И Ла Жонкьер поспешил снова броситься на свое ложе.
Заскрежетали засовы, отворилась сначала одна дверь, потом другая, и вошел комендант.
— Ну как, сударь, — спросил он у Гастона, — подходит вам ваш собеседник?
— Да, сударь, — ответил Гастон, — тем паче, что я был знаком с капитаном Ла Жонкьером.
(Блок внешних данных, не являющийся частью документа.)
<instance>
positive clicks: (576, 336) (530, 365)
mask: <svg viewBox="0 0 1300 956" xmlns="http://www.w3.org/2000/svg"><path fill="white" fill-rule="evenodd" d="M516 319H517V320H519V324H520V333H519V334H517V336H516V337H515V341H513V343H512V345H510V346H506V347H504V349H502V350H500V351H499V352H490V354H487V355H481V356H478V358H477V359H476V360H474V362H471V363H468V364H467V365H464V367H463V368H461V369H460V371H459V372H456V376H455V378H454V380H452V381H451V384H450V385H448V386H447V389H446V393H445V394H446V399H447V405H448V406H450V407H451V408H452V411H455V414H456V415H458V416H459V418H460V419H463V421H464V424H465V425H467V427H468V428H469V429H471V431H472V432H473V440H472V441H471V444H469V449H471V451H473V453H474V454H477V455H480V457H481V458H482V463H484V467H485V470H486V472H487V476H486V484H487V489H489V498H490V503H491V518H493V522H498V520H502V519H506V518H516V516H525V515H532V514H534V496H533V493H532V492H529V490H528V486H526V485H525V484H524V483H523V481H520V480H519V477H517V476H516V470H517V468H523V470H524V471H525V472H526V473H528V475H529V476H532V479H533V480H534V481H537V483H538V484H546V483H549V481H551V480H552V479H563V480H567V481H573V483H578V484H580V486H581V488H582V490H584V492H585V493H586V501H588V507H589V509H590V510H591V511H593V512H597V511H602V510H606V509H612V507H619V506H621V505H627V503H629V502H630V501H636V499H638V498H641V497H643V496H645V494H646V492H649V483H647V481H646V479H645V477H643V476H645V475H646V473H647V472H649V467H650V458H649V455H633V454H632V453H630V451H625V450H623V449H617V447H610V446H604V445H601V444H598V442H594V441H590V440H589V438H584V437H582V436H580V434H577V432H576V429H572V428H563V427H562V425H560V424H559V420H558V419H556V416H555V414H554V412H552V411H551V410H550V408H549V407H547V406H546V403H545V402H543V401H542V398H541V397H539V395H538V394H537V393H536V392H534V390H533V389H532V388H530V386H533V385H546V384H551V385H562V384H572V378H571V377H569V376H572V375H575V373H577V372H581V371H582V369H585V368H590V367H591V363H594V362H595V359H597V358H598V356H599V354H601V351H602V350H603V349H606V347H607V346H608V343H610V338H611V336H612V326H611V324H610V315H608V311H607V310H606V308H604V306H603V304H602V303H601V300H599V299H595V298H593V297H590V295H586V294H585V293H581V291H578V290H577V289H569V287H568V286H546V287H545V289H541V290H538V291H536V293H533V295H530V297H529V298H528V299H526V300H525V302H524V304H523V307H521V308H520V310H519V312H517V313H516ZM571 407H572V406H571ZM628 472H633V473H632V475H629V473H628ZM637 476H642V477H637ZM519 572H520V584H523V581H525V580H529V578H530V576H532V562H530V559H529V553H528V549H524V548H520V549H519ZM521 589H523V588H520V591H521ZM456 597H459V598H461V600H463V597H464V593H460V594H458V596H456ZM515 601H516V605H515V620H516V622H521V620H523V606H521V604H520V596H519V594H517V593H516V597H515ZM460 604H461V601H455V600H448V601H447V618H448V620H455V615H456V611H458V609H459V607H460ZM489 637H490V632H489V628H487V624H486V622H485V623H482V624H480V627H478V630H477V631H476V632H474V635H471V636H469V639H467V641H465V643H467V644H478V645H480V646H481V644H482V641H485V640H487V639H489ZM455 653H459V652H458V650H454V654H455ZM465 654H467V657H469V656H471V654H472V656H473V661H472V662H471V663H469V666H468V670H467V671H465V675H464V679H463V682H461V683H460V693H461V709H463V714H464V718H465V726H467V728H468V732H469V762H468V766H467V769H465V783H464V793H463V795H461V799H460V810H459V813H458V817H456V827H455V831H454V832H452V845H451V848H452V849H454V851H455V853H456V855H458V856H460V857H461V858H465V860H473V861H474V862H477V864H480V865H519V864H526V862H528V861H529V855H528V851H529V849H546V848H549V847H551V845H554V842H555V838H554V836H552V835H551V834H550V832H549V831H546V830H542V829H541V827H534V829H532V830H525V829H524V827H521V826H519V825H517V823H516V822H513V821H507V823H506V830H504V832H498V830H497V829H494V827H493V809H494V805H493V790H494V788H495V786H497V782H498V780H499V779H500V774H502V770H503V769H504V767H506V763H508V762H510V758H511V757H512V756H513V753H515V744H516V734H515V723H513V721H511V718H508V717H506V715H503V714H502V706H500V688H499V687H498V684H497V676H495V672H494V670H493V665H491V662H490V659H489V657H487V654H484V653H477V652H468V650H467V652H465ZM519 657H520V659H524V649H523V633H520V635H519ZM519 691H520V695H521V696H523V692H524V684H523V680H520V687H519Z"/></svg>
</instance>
— Вы сообщаете мне сведения, — сказал господин де Лонэ, улыбаясь, — которые очень усложняют мою задачу. Но раз уж я вам сделал это предложение, обратно я его не возьму! Я разрешаю вам одно посещение в день в удобное для вас время. Выбирайте. Утром? Вечером?
Не зная, что ответить, Гастон посмотрел на Ла Жонкьера.
— Скажите: в пять часов вечера, — быстро и тихо сказал тот Гастону.
— Вечером, в пять часов, сударь, если вам угодно, — ответил коменданту Гастон.
— Значит, как сегодня.
— Как сегодня.
— Прекрасно, я сделаю как вы хотите, сударь.
Гастон и Ла Жонкьер обменялись многозначительным взглядом, и шевалье препроводили в его камеру.
ПРИГОВОР
Было половина седьмого вечера, и, следовательно, было уже совершенно темно. Как только шевалье вернулся к себе, первой его заботой было подбежать к камину.